All kinds of people are drawn to the woods. There’s something for everyone there:
- The simple beauty and serenity
- A brisk thirty mile hike to some peak starting at 5am while training for the decathlon (super achievers)
- To get stoned and totally enjoy nature (screw the decathlon)
- A place to forage for wild mushrooms to sell at the city market
- To ditch and burn a stolen vehicle (I’ve seen that)
- A place to get naked and go swimming or soak in a hot spring
- To hide a body (Gary Ridgeway or Ted Bundy)
- A place to live when you’re homeless
- A place for target practice with your antique musket and your rifle
- To take the dogs out for a nice romp
- A simple camping trip or picnic
- For gold prospecting or to hunt for gems
- A teenage barf fest wherein someone’s soiled tent or sleeping bag is inevitably left behind.
For us it was a mixture of some of the above (minus the body dumping, car burning and decathlon training), and it was a place to live for the summer between homes.

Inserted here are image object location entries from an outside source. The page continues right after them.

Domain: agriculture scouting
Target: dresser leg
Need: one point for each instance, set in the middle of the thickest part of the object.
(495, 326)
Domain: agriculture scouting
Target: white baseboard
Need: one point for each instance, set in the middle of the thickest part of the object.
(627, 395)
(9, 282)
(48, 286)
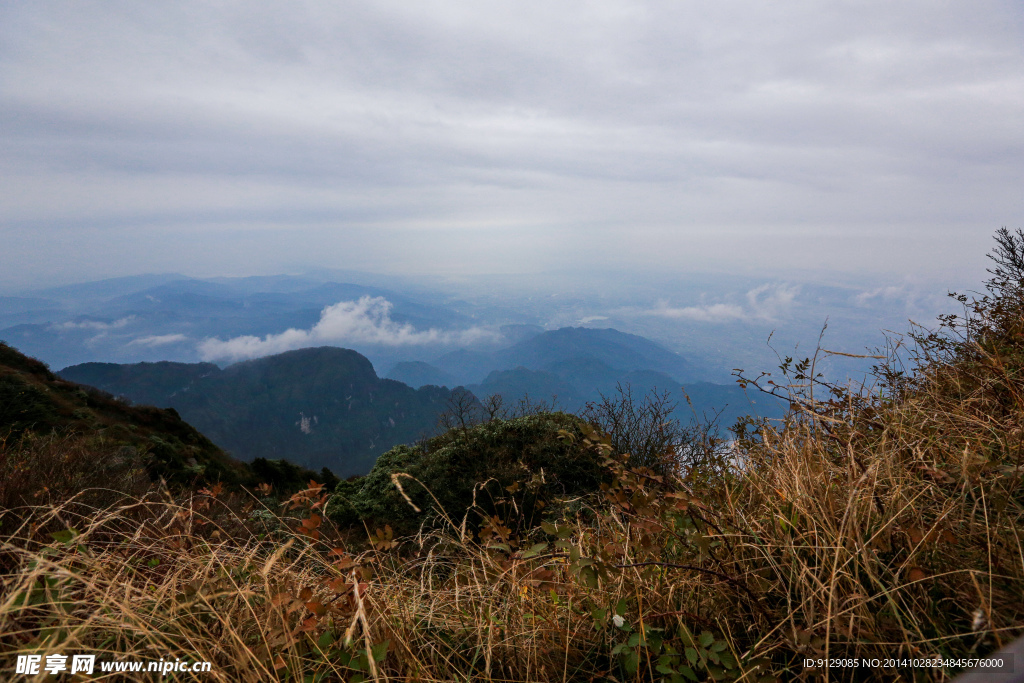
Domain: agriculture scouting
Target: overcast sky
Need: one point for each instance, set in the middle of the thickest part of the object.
(207, 138)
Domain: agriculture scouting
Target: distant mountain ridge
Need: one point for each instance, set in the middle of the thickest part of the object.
(321, 407)
(35, 399)
(549, 349)
(574, 366)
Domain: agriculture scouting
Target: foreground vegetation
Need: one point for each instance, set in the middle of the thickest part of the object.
(881, 521)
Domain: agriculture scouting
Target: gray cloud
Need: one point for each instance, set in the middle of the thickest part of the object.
(881, 136)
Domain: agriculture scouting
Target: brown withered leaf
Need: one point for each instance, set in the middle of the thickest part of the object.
(916, 573)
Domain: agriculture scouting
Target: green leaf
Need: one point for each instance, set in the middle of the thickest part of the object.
(631, 662)
(535, 550)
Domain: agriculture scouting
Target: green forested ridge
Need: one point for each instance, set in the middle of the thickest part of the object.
(34, 400)
(315, 407)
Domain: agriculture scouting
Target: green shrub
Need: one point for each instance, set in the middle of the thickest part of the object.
(516, 464)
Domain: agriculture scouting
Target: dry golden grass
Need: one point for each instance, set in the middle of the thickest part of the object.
(869, 524)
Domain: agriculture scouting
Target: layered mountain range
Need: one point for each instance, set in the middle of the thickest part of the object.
(327, 407)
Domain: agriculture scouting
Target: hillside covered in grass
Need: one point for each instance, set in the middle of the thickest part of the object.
(883, 521)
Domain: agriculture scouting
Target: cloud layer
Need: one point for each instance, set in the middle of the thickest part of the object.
(482, 137)
(766, 303)
(367, 322)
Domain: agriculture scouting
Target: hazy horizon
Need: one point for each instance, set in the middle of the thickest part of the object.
(444, 140)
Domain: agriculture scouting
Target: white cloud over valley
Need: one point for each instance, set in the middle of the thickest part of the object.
(767, 302)
(367, 322)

Wherever we parked the rig was our home for the months ahead.
We had the trailer parked at the Taylor River campground along the Snoqualmie River for our first few weeks on the road and were just settling in to our new routine when one day, I saw a limousine driving down the seriously pot-holed road. There was a particular spot going over a bridge near us where you had to maneuver through carefully at an angle in order to avoid bottoming out on the edge of an especially deep pothole.

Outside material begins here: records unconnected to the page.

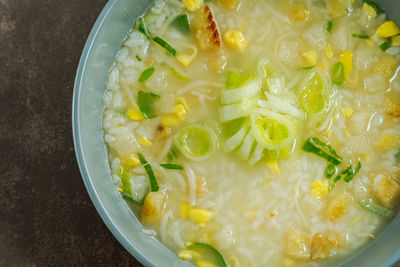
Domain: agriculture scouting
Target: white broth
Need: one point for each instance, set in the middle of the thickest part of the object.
(258, 133)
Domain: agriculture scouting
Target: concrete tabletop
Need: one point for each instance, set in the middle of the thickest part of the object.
(46, 216)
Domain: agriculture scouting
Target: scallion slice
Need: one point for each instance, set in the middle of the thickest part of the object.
(146, 104)
(319, 148)
(149, 170)
(146, 74)
(165, 45)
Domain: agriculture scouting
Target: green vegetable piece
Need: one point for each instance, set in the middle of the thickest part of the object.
(173, 154)
(319, 148)
(386, 45)
(377, 9)
(141, 27)
(146, 104)
(169, 166)
(179, 75)
(360, 36)
(146, 74)
(181, 23)
(149, 170)
(196, 142)
(330, 171)
(329, 26)
(338, 75)
(208, 253)
(371, 206)
(165, 45)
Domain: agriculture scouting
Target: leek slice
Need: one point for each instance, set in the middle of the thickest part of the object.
(251, 89)
(196, 142)
(272, 130)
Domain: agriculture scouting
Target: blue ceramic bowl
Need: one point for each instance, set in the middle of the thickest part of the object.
(103, 43)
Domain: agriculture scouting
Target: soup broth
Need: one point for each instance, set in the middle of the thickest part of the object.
(257, 133)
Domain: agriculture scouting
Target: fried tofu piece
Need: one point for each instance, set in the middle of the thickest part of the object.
(386, 189)
(337, 207)
(152, 208)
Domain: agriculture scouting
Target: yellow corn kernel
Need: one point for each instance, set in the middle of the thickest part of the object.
(368, 10)
(188, 254)
(328, 51)
(184, 210)
(170, 120)
(135, 114)
(388, 141)
(273, 166)
(192, 5)
(319, 189)
(347, 60)
(200, 216)
(311, 56)
(347, 111)
(144, 141)
(235, 39)
(387, 29)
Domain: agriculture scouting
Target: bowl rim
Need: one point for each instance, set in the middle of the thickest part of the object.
(77, 138)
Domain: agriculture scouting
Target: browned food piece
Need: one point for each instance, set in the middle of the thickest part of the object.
(324, 246)
(392, 107)
(207, 32)
(337, 207)
(153, 207)
(298, 244)
(386, 189)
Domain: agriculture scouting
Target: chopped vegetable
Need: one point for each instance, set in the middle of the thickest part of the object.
(141, 26)
(146, 103)
(330, 171)
(181, 23)
(371, 206)
(169, 166)
(149, 170)
(387, 29)
(208, 253)
(360, 36)
(338, 74)
(165, 45)
(319, 148)
(329, 26)
(196, 142)
(146, 74)
(235, 39)
(386, 45)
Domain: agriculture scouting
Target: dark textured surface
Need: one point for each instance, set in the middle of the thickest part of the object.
(46, 216)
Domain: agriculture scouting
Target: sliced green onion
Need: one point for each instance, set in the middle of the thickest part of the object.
(208, 253)
(360, 36)
(171, 166)
(146, 74)
(272, 130)
(329, 26)
(386, 45)
(338, 75)
(149, 170)
(165, 45)
(330, 171)
(371, 206)
(146, 103)
(173, 154)
(181, 23)
(141, 26)
(179, 75)
(377, 9)
(196, 142)
(319, 148)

I cringed as the long black vehicle approached the “hole” and to my surprise it glided through unscathed. It was the end of the navigable road however and it slowly pulled to a stop.
A stretch limousine fifteen miles down a narrow dirt road, forty five miles from the nearest city. Weird. I tried to look busy and watched out of the corners of my eyes.
It pulled over and a man got out, then another. The second man was dressed in what looked to me like yachting attire. The first man appeared to be his help of some sort. The man in the boat clothes just walked around for a few minutes and had a look around then they got back into the limo, turned around, and drove off, back up the road the way they came.
What?
Then one day the motor home pulled in.
It was kind of junky looking but nothing unusual for out there in the woods. Every kind of people came out here from the city folk with their Subarus to the teenagers from the burbs out for a wild night of partying. Some people lived out here (like us) but I don’t think they had any choice. We saw people out there who were clearly living there. It felt sad to me.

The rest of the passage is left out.